Around the 12th mile I gave one of those sexy energy gels a crack. It was tastier and less goopier than previous ones I'd tried (cola flavoured!), and I did feel like it gave me a boost, although this was accompanied by a bit of a funny feeling in the tum-tum. There was a lovely long hill that swept down towards the lake outside Leenane. Past lots of lobster and crab pots we came into the town and over the 13th mile mat, which recorded our half-way time. Siobhan gave a big cry of "We're on the way home, now!" and I felt buoyed. Soon after this point came a gentle but present upwards climb for about a mile, and along here I met Tim from near Galway. He too was a first-timer, and we spent the best part of the next 12 or so miles together, chatting away and occasionally running with knees up or feet-to-bum to prevent too much stiffening up. In our training the furthest either of us had run was 18 miles, and as we passed this marker, Tim said "Well, it's all unknown territory from here!" and we dorkily gave each other a high five (but with our knuckles- what DO you call that? High fist doesn't sound right...). It was so nice meeting someone who felt like a similar person to me, and be able to get through what might have been the tough bits without really feeling the distance. Ah, the power of distraction and good conversation!
Somewhere near the start of what they call 'The Hell of the West' we met another first-time marathoner, a Mum of four, and the three of us conquered that hill with really not too much drama. A lot of people had to walk it, but to be honest, I think I was expecting somewhat more of an extreme incline. Not to pretend at all that by this point (around 22.5 miles) my legs hadn't gone into robot mode in which my joints were those of an 80-something year old, but there wasn't ever a point where I thought my body would turn it's back on me and give up. I thought a lot about Mum and Dad, the runners who spawned me, and Mum's advice to try not to look too pained when running- I think it's true that keeping up a sense of positivity can help things not feel too hard- more muscles to frown than to smile and all that.

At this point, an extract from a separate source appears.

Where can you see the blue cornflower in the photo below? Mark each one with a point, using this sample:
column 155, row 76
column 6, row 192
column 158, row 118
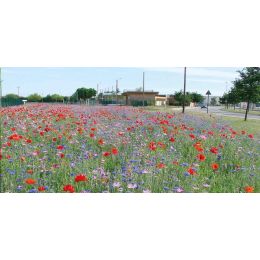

Around the top of the hill, the hotel came into view that signalled the finish line. I think I picked up the pace in the last mile, and a few hundred yards from the finish line, there was beautiful Tac. I'd been thinking about how excited I'd be to see him at the finish line, and it was a figurative energy gel, the image of him with his big ol' camera in hand, yelling and towering above the little Irish folk. Tim said to me "Right Claire, when we get to this white sign, we're just going to drop the hammer, alright?" I'd come to learn a few bits of jargon over the past four hours in the company of runners, so I knew he meant "Go really fast to the finish line". And we did! It was like finishing a run back home with Mum and somehow finding that last bit of energy to use the legs of my father to overtake the little Energiser battery woman on the last sprint up Clapton Road.